The mythic quality of superheroes comics in terms of the characters continually renewing themselves to fit into the present, never really aging and having no meaningful long-term memory of their past adventures is something Umberto Eco touched on in his essay on Superman in the early 1970s. Of course at that time superhero comics were almost entirely done-in-one short stories and the shared universe wasn't as much of a factor as it later came to be.
I don't think the monthly format is the reason why superhero comics from the Big Two take the form of open-ended serialized drama in a tight-knit shared universe, nor do I think switching to original graphic novels would put an end to that form of storytelling. After all, there are a lot of non-superhero monthlies that work towards definitive close-ended conclusions and writers working on superhero comics typically "write to the trade", so a switch to original graphic novels for the Big Two superhero universes would probably just lead to a series of connected graphic novels with the same kind of serialized drama and tight-knit continuity that we currently see in superhero monthlies. It's not the format, but the readership that dictates content, and continuity-heavy serialized drama is what's favored by the core readership of superhero comics these days.
When the speculator market collapsed and comic book sales steeply declined in the mid-1990s the industry shifted to a niche hobbyist market with a small but largely affluent readership. While sales for individual titles dropped, the number of titles the Big Two published rose, as did the price point comics were sold at. So, to answer the OP's question, the comic industry stays afloat by selling a large number of titles at a high price point to a relatively small readership. That's a strategy that has put the Big Two into profit (even when one looks just at their publishing revenue) even as other sectors of print media increasingly go under water.
Most of the suggestions thrown around in online discussions (like advocating a switch to manga-style publications) are unrealistic because of market conditions. The comics market as currently constituted has provided a bridge of relative stability while the elements fall into place for what could and should be the next major evolution of the industry, which is digital comics.

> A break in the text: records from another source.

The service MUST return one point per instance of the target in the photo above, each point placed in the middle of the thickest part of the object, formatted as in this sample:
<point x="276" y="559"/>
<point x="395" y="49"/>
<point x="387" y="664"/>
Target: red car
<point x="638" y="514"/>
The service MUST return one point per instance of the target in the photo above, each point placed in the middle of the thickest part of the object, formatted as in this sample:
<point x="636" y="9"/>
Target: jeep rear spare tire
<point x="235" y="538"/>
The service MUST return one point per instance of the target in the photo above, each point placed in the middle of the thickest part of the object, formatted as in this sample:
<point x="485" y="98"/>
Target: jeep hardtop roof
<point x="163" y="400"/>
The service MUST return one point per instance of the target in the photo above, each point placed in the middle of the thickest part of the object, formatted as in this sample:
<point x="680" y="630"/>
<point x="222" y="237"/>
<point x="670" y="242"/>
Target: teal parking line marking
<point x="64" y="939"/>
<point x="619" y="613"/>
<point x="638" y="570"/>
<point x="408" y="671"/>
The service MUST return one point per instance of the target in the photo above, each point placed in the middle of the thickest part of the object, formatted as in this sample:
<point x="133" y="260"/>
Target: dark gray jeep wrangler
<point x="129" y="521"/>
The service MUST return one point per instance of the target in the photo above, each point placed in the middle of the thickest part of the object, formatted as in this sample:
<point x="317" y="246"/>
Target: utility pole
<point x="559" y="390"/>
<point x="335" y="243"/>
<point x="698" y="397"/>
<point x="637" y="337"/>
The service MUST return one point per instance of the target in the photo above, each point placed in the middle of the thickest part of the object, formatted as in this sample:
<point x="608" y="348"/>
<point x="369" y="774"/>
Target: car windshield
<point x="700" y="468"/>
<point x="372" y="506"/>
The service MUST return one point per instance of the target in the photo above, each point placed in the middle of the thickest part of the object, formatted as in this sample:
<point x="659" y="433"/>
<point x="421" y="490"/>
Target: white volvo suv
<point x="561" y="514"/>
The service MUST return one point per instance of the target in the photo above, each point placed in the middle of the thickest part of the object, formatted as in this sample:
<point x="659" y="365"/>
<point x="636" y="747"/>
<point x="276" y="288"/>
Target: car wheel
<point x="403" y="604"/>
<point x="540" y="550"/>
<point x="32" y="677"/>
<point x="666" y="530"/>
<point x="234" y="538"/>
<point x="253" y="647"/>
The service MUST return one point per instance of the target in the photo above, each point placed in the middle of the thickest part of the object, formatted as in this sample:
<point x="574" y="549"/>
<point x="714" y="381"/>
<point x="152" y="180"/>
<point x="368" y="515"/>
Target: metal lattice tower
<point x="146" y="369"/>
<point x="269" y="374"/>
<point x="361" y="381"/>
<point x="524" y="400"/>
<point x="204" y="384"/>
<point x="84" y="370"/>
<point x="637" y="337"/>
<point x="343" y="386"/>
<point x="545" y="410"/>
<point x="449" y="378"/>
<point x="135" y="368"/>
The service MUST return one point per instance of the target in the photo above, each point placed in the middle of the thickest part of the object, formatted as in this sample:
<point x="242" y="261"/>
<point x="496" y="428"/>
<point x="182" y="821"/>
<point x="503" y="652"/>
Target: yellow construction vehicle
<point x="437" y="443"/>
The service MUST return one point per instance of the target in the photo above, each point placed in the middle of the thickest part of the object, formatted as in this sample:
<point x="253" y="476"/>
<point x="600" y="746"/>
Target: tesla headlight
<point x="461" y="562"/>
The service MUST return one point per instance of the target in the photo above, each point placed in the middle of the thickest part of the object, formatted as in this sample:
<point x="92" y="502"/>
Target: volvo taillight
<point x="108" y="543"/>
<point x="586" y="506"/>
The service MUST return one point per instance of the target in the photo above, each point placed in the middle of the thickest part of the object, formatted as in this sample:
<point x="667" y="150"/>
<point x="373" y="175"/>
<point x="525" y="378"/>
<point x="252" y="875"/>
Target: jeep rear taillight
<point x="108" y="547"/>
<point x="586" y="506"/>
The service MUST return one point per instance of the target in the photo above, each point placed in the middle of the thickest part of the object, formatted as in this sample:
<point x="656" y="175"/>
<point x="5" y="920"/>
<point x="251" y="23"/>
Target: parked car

For some years the Big Two have been criticized for moving too slowly to get into digital comics, but really the platforms available - PCs, laptops, e-readers, etc - all had distinct disadvantages that would have impeded a major push for digital comics. That, however, is going to change over the coming years as the iPad and its competitors go through multiple generations and dropping price points and eventually emerge as ubiqituous computing devices, devices which are perfect to read digital comics in color and displaying a full page at a time, maintaining the multiple-panel page designs of print comics (and perhaps with different reading options, like switching between a motion comic display and a traditional static display).
Now, the industry will need to be careful in how it manages a transition to a focus on digital as one wouldn't want to jeopardize the existing direct market before a viable replacement business model was in place, but digital comics certainly offer the potential for comics to once again be a mass medium with a relatively low price point (although the lower price point will likely only come once there are sufficient digital sales so as to be a replacement for lost print revenues). If superhero comics were to achieve a mass medium readership again through going digital you'd probably see a move back to the characters and their universe being pared down and simplified with more of an emphasis on self-contained storylines rather than ongoing serialized drama.